Thank you everyone for joining in the conversation today and wanting to join in. I had not anticipated such a quick and keen engagement with my first writing but am so thankful for all your voices. And an unexpected blessing of technology is that I am hearing from such a wonderfully diverse and rich number of voices, voices that might not necessarily find themselves around a table naturally. Maybe technology is not so bad after all.
Yes to the impact of culture and media and advertising has had on our understanding of being feminine and what it means to be a woman and for me a daughter of God and how pressures from both inside and outside the church from different corners makes that harder. I cannot say that culture outside the church is the only culprit in making this such a tangled confusing and at times hurtful journey.
In fact for me I think that it has been the cultural/advertising voices that have spoken loudest to me in regard to fashion, make up, shopping, the outer coat so to speak. While the differing voices within the church have in the past created more tension in my identity in regard my role and place.
I don’t want to rule out the place of clothes and make up can have for some with regard their sense of femininity. I remember my own journey with clothes and body image and discovering clothes that acknowledged my body, a body that for many years had failed to be, do what I longed to be able to do and so I hid it. And in doing so behind dark clothes sizes too big for me I also hid a part of my femininity. Not intentionally but over time it happened and I had to once more get to know myself in all my fullness as I bought clothes with colour, clothes my size. Now I love finding a new item of clothing in our fabulous charity shop or at Nomads but it is not what I set out to do every Saturday.
We have all had our own walks and different times of wounding and hurt, the same event impacting different people to greater or lesser degree and wounds that only we along have known. They impact us and if left untended can shape us in ways that are not healthy, though we may not realise that until many years down the road. My concern though in recent months in church circles is the moving aside of God’s word to that which feels like the clothes and make up, the outer coat, without any depth, structure. Invitations to journeys of self exploration, ‘with the Holy Spirit’ but not rooted and surrounded in God’s word which is where we find life, freedom and truth.
At the moment I feel we are letting each other down when we do not embrace ourselves and each other fully as the people we and they are in the light of God’s word, carrying the image of God, made as man and woman to reflect His glory.

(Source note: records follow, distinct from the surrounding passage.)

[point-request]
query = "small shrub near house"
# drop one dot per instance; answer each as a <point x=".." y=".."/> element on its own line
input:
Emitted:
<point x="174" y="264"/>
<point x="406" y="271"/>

Yes we need to tend to wounds and hurts with more than a bandaid, we need to extend healing and life but for those of us in the church is there a better way? I think Jesus’ approach so often was to name an action, extend forgiveness where needed and move on in fullness of life. I think of the woman at the well, Mary Magdelene, I think of the woman accused of adultery. We are broken people but Jesus does not keep us there. Let’s not be afraid to name our brokenness but then remember who we are and how Jesus sees us and life in that freedom. Maybe then I won’t need to hold in tension my adventurous warrior spirit with the way I perceive feminine to mean.
Further thoughts and may this conversation go on. Keep sharing.